KEY TAKEAWAYS
- Cere Network transitions from an inflationary model to a utility-driven economic system, capping its token supply at 10 billion.
- By April 2025, Cere will burn excess tokens and reward participants based on real-world utility rather than inflationary incentives.
- The network’s decentralized infrastructure now supports tokenized cloud data compute, tapping into a $1 trillion market.
- Key milestones include the activation of a Fee Handler pallet and onboarding enterprise partners to drive sustainable growth.
Cere Network has announced a significant shift in its economic model, transitioning from an inflationary system to one driven by real-world utility. This change, detailed here, marks a pivotal moment for the network as it aims to create a sustainable, fixed-supply ecosystem.
On April 16, 2025, Cere Network will officially turn off inflation for its $CERE tokens. By April 30, any excess tokens will be burned, capping the total supply at 10 billion tokens. This move aligns with Cere’s commitment to reward participants based on utility rather than inflationary incentives.
Transitioning to Utility-Driven Rewards
Inflationary models are commonly used by Proof-of-Stake (PoS) networks to incentivize validators during early development stages. However, as networks mature, the focus shifts to transaction fees that reflect real-world utility. Cere Network is among the few blockchain networks to achieve this transition.
The Cere team has been working on tokenizing real-world cloud data compute using its decentralized infrastructure. This effort has reached a milestone with businesses now using data clouds powered by the Cere protocol, utilizing $CERE tokens for data compute payments. This development taps into the vast $1 trillion cloud compute market.
Key Milestones and Future Plans
Several key milestones have been outlined in Cere Network’s transition plan:
- April 16, 2025: Activation of the Fee Handler pallet to collect and distribute on-chain fees, replacing inflation-based rewards.

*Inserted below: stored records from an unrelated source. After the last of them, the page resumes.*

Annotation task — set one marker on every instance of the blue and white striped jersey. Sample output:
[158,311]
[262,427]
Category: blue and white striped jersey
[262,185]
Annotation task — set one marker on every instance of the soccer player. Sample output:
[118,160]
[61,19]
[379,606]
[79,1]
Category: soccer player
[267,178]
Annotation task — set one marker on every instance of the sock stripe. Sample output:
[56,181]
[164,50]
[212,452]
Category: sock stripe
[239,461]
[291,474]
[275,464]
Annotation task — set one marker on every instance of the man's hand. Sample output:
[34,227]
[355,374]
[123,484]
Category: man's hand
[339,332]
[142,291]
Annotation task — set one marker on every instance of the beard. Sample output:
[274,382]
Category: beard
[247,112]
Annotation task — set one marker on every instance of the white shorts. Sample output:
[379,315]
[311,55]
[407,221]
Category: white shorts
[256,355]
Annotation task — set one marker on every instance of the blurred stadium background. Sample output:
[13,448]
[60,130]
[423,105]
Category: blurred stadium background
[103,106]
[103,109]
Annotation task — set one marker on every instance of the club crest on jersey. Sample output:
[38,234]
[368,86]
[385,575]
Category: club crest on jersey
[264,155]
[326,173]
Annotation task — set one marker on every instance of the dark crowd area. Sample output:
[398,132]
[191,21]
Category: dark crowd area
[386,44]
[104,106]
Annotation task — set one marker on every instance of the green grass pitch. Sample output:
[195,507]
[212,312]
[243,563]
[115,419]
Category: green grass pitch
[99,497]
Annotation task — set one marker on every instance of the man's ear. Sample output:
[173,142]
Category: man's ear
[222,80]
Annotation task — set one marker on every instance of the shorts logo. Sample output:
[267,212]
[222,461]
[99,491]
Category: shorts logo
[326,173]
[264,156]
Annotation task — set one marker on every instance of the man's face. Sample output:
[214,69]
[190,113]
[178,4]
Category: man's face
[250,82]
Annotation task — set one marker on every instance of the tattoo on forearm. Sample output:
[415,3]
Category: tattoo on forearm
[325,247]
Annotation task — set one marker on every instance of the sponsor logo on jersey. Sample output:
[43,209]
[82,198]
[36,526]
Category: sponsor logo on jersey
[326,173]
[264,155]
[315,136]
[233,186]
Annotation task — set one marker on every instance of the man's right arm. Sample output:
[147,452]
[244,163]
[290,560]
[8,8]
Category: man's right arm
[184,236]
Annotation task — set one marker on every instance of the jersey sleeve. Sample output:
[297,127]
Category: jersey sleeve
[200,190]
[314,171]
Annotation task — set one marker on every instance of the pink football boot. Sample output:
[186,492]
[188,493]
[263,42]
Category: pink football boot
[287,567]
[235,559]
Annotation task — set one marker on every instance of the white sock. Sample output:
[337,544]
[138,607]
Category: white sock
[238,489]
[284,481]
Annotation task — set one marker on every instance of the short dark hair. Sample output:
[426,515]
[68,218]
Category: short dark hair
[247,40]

- April 30, 2025: Token burn event to maintain the 10 billion supply cap.
- May 1, 2025: Generation of the first verifiable data compute receipt on the testnet.
- June 2025: Capture and distribution of real yield from protocol utility on the mainnet.
- July 2025: Onboarding of the first enterprise partner, with license fees contributing to the rewards pool.
With these changes, Cere Network is set to align its protocol incentives with real-world usage and enterprise adoption, positioning itself for sustainable growth in the blockchain space.
Why This Matters: Impact, Industry Trends & Expert Insights
Cere Network’s transition to a non-inflationary model marks a significant shift in its economic strategy, aiming to stabilize its token supply and enhance real-world utility.
Recent industry reports indicate a broader trend towards utility-driven blockchain rewards in 2025. This aligns with Cere Network’s move to replace inflationary incentives with real-world utility, reflecting a shift in focus towards sustainable and practical blockchain applications.
Recent industry research suggests that non-inflationary blockchain models offer a stable economic framework by maintaining a fixed token supply. This supports Cere Network’s strategy to cap its token supply at 10 billion, ensuring long-term value preservation and network incentives without inflationary dilution.